The consonant sound in mother

This is the twelfth of the twenty-f our consonant sounds in our British English phonetic chart.

This consonant sound is found in words like mother /mʌðə/, then /ðen/, bathe /beɪð/.

This consonant sound is voiced. It is known as a fricative. Fricatives disrupt the flow of air around parts of the mouth. In this case the air is disrupted by holding the tip of the tongue against the top teeth. Its unvoiced counterpart is /θ/.

The consonant sound in snake

This is the thirteenth of the twenty-four consonant sounds in our British English phonetic chart.

This consonant sound is found in words like snake /sneɪk/, success /səkˈses/, see /si:/.

This consonant sound is unvoiced. It is known as a fricative. Fricatives disrupt the flow of air around parts of the mouth. In this case the air is disrupted by holding the tip of the tongue near the top gum. Its voiced counterpart is /z/.

The consonant sound in zebra

This is the fourteenth of the twenty-four consonant sounds in our British English phonetic chart.

This consonant sound is found in words like zebra /zebrə/, be zel /ˈbezəl/, Mars /mɑ:z/.

This consonant sound is voiced. It is known as a fricative. Fricatives disrupt the flow of air around parts of the mouth. In this case the air is disrupted by holding the tip of the tongue near the top gum. Its unvoiced counterpart is /s/.

The consonant sound in shower

This is the fifteenth of the twenty -four consonant sounds in our British English phonetic chart.

This consonant sound is found in words like shower /ʃɑʊə/, sugar /ʃʊgə/, dish /dɪʃ/.

This consonant sound is unvoiced. It is known as a fricative. Fricatives disrupt the flow of air around parts of the mouth. In this case the air is disrupted by bunching up the tongue. Its voiced counterpart is /ʒ/.

The consonant sound in vision

This is the sixteenth of the twenty -four consonant sounds in our British English phonetic chart.

This consonant sound is found in words like vision /ˈvɪʒən/, incision /ɪnˈsɪʒən/, decision /dɪˈsɪʒən/.

This consonant sound is voiced. It is known as a fricative. Fricatives disrupt the flow of air around parts of the mouth. In this case the air is disrupted by bunching up the tongue. Its unvoiced counterpart is /ʃ/.

The consonant sound in monkey

This is the seventeenth of the twenty-four consonant sounds in our British English phonetic chart.

This consonant sound is found in words like monkey /ˈmʌŋki:/, me /mi:/, same /seɪm/.

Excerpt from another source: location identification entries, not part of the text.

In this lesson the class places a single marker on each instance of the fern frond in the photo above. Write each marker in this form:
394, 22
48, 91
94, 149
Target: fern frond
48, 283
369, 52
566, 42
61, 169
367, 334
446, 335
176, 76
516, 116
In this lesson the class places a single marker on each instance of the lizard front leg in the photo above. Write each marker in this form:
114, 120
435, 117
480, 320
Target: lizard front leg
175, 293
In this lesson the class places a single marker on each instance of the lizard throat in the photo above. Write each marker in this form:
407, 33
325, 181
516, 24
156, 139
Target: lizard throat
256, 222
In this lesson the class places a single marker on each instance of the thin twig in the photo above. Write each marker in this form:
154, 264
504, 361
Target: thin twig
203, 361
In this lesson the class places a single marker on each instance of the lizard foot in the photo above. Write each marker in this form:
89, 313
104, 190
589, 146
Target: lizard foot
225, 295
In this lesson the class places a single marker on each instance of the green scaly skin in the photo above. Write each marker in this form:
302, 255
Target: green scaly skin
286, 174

This consonant sound is voiced.

The consonant sound in nose

This is the eighteenth of the twenty-four consonant sounds in our British English phonetic chart.

This consonant sound is found in words like nose /nəʊz/, bone /bəʊn/, pen /pen/.

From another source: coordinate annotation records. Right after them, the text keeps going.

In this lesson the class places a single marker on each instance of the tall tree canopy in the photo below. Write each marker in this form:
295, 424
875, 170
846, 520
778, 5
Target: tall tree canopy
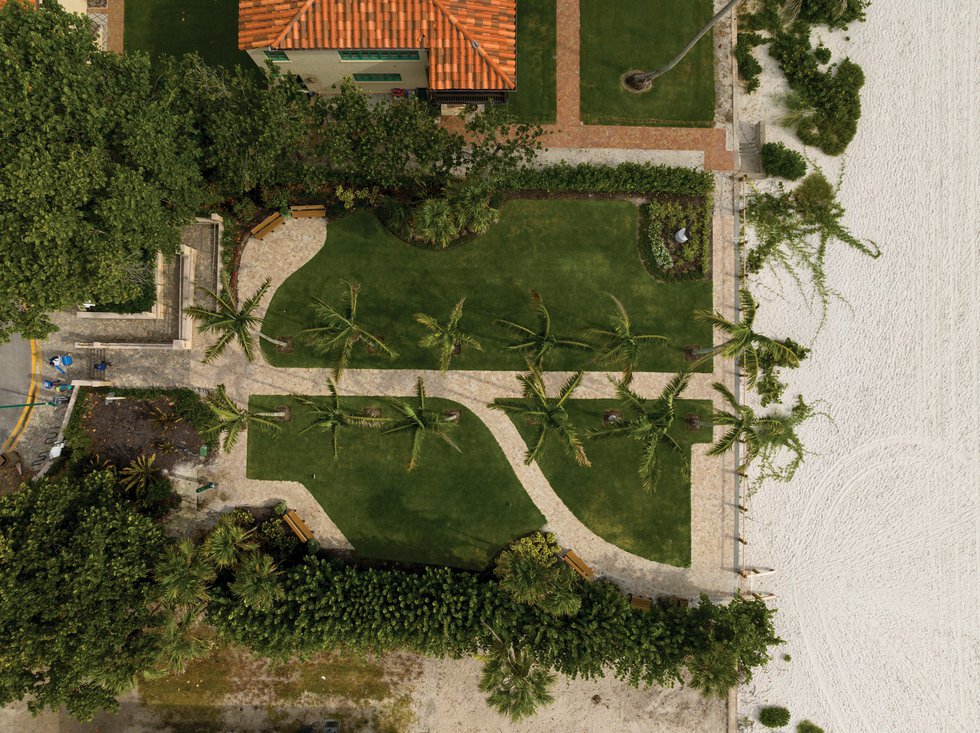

This consonant sound is voiced.

The consonant sound in singer

This is the nineteenth of the twenty-four consonant sounds in our British English phonetic chart.

This consonant sound is found in words like singing / ˈsɪŋɪŋ/, finger /fɪŋgə/, think /θɪŋk/.

This consonant sound is voiced.

The consonant sound in house

This is the twentieth of the twenty -four consonant sounds in our British English phonetic chart.

This consonant sound is found in words like house /hɑʊs/, horse /hɔ:s/, hot /hɒt/.

This consonant sound is unvoiced.

The consonant sound in leg

This is the twenty-first of the twenty-four consonant sounds in our British English phonetic chart.

This consonant sound is found in words like leg /leg/, pull /pʌl/, elephant /ˈelɪfənt/.

This consonant sound is voiced.

The consonant sound in right

This is the twenty-second of the twenty-four consonant sounds in our British English phonetic chart.

This consonant sound is found in words like right /rɑɪt/, wrong /rɒŋ /, river /rɪvə/.

This consonant sound is voiced.

The consonant sound in woman

This is the twenty-third of the twenty-four consonant sounds in our British English phonetic chart.

This consonant sound is found in words like will /wɪl/, witch /wɪʧ/, win /wɪn/.

This consonant sound is voiced.

The consonant sound in yacht

This is the twenty-fourth of the twenty-four consonant sounds in our British English phonetic chart.

This consonant sound is found in words like yacht /jɒt/, yes /jes/, yellow /jeləʊ/.

This consonant sound is voiced.

Pronouncing the sounds

It is not necessary to do more than be able to accurately pronounce the sound associated with each phonetic symbol. Simply listen to the sound in the lessons and repeat.